Tracey squeezed out of the bathroom door with her back to them and shut it tightly behind her. Maggie noticed her lipstick was smeared and her previously perfect hair stuck up in the back.
“I better be going,” Tracey said without making eye contact, rushing out of the house.
The next morning, Maggie needed to use the downstairs bathroom to finish getting ready for her wedding and to get some space from her nervous mother. She found Jake kneeling, picking up the pieces of the white ceramic tank lid smashed across the tile floor. “What happened?” she asked, even as the answer came to her, even as her stomach began to sink lower into her abdomen.
Jake's eyes veered to the left, “I knocked it off, last night, when I was drunk.”
Maggie's heart fell into the churning pit where her stomach had been. Her wedding gown fell in a pile at her feet. She ran out crying wearing nothing but her slip. She passed Tracey on her way. She cried harder at the sight of her, dolled up all in white.
Before by Lyle
Several times, in the dark, I stumbled upon the corpse. Broken. Or unfinished. This was all before. There wasn't really a corpse.
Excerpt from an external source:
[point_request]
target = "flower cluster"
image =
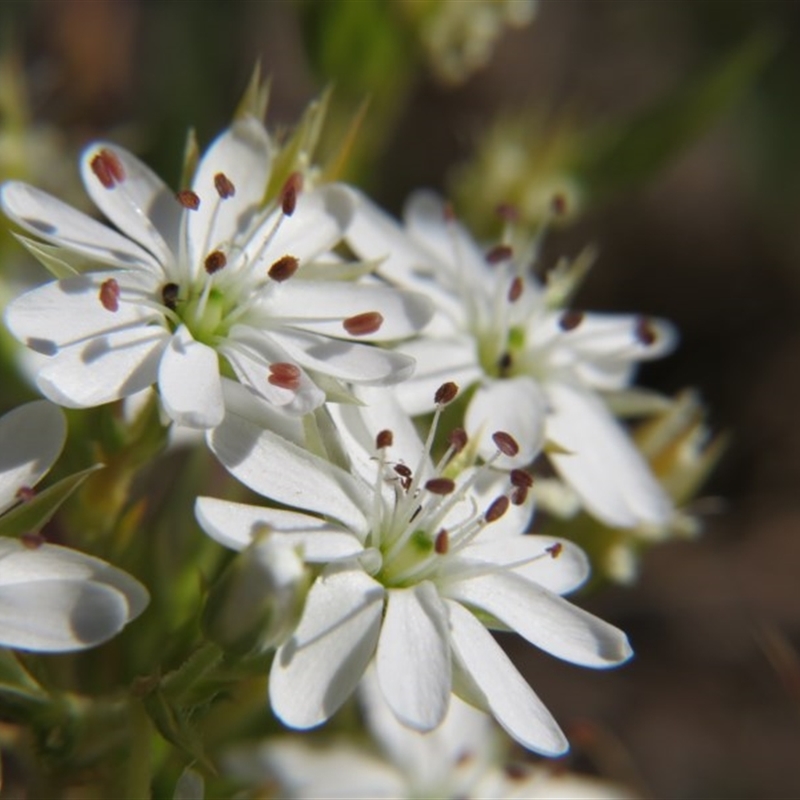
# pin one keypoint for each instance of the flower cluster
(386, 558)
Just the existential heft of my imagination. Solipsism slipped down around my neck like a noose. And all the while my socks, elastic gone, sagged around my ankles. This was all before the breaking.
Scare by Forrest
I knew him before I knew him—and the heat of it dragging sloping upside against the door and pushing me inside knocking the top and hearing the porcelin crack which it does a dull cold ripping not at all like his voice and scared for us: he knew me before he never knew me.